Biegacze w Radomiu wspomagali Wielką Orkiestrę Świątecznej Pomocy już po raz siedemnasty. Tym razem bieg odbył się w centrum miasta, w Parku im. Tadeusza Kościuszki. Formuła była dość niespotykana, bowiem każdy biegł tyle, ile chciał, ale minimum jeden kilometr. Łącznie wystartowało 430 osób, z czego 169 to kobiety. Dużo było też dzieci. Całe rodziny wspierały Wielką Orkiestrę Świątecznej Pomocy.
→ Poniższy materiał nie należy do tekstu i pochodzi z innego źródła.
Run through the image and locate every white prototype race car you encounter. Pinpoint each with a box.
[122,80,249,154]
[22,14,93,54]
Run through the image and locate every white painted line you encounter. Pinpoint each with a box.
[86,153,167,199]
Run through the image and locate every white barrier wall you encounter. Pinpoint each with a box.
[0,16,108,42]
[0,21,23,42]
- Ten bieg jest szczególne. Realizujemy go według określonej przez nas formuły, czyli biegniesz kiedy chcesz i ile chcesz. Mamy cztery godziny otwartą trasę. A jedna pętla to jeden kilometr. W ten sposób umożliwiamy start bardzo wielu osobom, które nigdy nie miały do czynienia z bieganiem jako udziałem w zawodach sportowych. Mamy bardzo dużo dzieci i starszych osób na trasie, którzy często marszem pokonują jeden, dwa czy trzy kilometry i wspierają WOŚP, a my jesteśmy przeszczęśliwi - mówi Tadeusz Kraska, prezes Stowarzyszenia "Biegiem Radom!".
Choć wyniki sportowe nie były tutaj najważniejsze, to warto wspomnieć, że najwięcej, bo aż 51 okrążeń, co daje wynik 51 kilometrów przebiegł Sylwester Janek. Karol Grabda przebiegł 50 okrążeń, a Wojciech Pawłowski 45. Wśród pań najwięcej kilometrów przebiegła Monika Zychowicz - 32.
- - Tu jest wspaniała atmosfera od początku, taka wielka przyjaźń i braterstwo. Jest to jeden z fajniejszych pomysłów na rozpoczęcie roku biegowego - zaznacza Kraska.
Dochód z biegu zostanie przekazany na zakup pomp insulinowych dla kobiet w ciąży i na wsparcie nauczania pierwszej pomocy. Biegacze chętnie wspierali Wielką Orkiestrę Świątecznej Pomocy. Zebrano blisko 20 tysięcy złotych.